How many days until a specific date?
Subtract today's date from the target date. Our calculator does this automatically. For example, if today is March 11, 2026, there are 20 days until March 31, 2026 — and 356 days until March 2, 2027.
What is a fortnight?
A fortnight is exactly 14 days (2 weeks). The word comes from Old English 'fēowertyne niht' (fourteen nights). It is commonly used in British English for payroll (paid fortnightly) and some contract terms.
What is the difference between calendar days and business days?

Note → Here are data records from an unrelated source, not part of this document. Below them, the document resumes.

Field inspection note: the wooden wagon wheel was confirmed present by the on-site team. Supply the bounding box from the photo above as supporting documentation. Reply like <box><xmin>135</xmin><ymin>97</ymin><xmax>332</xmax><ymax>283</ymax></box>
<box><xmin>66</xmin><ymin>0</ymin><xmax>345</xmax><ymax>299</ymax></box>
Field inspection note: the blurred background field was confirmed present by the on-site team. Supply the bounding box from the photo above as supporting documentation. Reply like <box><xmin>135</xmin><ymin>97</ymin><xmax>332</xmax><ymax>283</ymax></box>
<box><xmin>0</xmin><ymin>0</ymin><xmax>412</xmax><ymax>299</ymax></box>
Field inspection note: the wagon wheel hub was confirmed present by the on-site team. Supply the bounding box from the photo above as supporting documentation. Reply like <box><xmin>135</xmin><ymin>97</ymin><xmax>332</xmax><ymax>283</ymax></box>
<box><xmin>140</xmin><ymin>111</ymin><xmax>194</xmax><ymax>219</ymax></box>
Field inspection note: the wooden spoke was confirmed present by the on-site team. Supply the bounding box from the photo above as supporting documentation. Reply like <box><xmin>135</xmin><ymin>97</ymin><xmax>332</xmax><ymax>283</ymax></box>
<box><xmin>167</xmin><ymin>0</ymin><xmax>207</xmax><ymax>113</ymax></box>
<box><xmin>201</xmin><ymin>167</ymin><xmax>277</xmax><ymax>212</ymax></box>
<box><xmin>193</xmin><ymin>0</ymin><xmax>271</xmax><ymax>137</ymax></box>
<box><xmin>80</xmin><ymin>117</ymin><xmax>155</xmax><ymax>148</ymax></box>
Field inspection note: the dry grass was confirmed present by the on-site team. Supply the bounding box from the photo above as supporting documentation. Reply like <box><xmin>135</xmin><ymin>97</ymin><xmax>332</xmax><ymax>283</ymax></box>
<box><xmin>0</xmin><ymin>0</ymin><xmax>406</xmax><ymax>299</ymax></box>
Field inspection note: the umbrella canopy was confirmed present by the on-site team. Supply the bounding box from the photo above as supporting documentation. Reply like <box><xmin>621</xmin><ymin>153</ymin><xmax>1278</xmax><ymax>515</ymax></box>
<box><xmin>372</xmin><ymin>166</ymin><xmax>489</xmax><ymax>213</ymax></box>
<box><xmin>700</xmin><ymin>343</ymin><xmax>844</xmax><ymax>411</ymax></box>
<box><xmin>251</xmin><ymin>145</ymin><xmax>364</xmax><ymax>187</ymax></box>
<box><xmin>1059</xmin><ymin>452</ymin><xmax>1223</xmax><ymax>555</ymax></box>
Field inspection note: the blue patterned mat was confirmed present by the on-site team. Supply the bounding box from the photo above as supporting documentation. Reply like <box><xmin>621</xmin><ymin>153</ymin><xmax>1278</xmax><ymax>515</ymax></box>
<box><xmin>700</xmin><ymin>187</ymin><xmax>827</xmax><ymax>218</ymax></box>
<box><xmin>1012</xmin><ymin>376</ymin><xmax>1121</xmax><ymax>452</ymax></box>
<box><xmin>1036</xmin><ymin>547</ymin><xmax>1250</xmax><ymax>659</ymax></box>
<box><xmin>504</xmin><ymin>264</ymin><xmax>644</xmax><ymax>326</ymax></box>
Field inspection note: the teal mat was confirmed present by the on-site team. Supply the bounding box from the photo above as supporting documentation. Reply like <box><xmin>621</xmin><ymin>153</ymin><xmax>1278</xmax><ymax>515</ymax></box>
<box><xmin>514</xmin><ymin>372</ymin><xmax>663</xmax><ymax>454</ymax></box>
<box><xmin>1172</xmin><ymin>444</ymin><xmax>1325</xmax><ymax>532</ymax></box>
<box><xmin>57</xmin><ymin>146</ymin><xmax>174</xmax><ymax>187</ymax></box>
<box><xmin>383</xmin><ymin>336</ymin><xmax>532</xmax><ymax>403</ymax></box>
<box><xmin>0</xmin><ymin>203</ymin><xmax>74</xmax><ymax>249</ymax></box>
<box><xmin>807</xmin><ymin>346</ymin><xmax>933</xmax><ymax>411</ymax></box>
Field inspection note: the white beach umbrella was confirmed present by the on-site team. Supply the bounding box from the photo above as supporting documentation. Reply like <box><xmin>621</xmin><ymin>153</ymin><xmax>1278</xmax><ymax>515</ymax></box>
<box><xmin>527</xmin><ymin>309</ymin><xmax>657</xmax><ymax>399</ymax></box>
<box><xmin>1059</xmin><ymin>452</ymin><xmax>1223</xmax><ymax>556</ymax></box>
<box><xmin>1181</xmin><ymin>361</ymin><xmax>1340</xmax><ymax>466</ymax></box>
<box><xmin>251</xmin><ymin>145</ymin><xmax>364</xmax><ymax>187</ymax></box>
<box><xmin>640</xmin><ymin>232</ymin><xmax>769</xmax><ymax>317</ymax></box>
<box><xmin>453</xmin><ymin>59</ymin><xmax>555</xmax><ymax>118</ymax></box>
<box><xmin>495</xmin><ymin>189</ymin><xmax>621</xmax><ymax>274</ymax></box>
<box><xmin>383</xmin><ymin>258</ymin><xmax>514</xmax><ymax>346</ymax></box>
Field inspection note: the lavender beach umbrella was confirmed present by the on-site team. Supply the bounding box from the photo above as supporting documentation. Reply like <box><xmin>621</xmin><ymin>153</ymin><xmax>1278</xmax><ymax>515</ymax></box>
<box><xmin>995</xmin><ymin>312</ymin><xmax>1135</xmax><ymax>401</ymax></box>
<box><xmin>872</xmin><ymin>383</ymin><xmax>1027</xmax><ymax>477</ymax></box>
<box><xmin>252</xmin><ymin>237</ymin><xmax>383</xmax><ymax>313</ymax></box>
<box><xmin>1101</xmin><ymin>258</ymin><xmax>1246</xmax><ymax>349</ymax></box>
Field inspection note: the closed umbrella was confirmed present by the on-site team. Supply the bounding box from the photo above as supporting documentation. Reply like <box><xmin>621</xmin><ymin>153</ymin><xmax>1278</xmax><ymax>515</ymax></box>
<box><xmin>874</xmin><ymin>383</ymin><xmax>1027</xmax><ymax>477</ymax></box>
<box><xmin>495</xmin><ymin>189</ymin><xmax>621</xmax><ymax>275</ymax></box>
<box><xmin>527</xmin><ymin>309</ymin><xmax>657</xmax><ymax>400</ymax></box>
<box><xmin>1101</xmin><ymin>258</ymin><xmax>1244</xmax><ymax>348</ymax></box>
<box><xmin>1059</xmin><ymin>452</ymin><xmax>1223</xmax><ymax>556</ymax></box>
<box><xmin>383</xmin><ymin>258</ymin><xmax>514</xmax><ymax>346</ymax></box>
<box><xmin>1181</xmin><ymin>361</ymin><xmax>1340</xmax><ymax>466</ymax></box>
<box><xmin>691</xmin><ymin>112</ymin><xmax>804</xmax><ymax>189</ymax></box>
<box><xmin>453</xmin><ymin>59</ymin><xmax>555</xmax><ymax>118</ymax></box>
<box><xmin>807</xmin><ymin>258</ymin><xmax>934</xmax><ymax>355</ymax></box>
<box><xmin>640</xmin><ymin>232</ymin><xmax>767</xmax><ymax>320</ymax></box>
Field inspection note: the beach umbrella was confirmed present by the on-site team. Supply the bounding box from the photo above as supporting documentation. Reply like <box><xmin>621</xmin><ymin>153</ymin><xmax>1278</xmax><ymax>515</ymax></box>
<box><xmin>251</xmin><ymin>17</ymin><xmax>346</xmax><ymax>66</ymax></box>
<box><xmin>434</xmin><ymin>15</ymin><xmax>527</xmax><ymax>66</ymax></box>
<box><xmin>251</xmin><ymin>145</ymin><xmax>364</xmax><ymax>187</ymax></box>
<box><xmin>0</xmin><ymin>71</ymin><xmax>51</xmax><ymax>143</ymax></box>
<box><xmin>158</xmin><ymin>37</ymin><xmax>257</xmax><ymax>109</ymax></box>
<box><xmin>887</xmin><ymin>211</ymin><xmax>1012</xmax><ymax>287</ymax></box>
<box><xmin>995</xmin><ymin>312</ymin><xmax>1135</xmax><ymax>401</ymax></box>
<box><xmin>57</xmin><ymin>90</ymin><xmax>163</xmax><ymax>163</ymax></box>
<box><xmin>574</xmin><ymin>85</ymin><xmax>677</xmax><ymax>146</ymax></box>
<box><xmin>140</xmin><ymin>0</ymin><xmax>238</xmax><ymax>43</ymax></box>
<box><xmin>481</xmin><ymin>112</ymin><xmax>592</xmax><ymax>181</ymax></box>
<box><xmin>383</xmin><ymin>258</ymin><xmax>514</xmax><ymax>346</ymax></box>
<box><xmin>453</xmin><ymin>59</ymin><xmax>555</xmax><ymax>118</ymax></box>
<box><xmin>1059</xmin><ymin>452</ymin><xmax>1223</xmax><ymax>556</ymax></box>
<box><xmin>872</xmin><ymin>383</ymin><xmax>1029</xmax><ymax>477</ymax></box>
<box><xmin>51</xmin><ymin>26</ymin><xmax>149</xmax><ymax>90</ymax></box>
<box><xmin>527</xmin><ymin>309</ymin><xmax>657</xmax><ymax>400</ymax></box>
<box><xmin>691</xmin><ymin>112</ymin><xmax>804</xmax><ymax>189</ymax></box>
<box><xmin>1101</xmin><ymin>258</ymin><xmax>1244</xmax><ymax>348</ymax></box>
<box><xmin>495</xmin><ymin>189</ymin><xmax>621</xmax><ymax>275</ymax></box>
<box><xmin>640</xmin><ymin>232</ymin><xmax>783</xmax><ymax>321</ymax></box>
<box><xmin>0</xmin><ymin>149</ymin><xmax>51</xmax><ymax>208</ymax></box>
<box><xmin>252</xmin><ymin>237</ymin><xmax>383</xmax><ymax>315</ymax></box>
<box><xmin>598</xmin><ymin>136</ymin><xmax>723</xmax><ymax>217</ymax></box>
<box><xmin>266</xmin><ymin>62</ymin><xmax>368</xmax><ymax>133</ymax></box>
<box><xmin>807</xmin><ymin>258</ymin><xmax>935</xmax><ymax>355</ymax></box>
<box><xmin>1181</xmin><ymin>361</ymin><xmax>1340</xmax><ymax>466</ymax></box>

Calendar days count all 7 days of the week. Business days (working days) only count Monday through Friday, excluding weekends and public holidays. A '30-day' deadline usually means 30 calendar days; a '20 business days' deadline means 4 work weeks.
How many weeks are in a year?
A standard year has 52 weeks and 1 day (365 days ÷ 7 = 52.14). A leap year has 52 weeks and 2 days (366 ÷ 7 = 52.28). This is why the same date shifts forward by 1 day of the week each year, and by 2 days after a leap year.
Why does the 90-day period matter for taxes and legal deadlines?
Many legal and financial deadlines are expressed as specific day counts. The IRS has 90-day filing deadlines for certain notices. US capital gains become 'long-term' (lower tax rate) after 365 days of holding. Insurance policies may have 30-day notice requirements. Exact calendar day calculation prevents costly mistakes.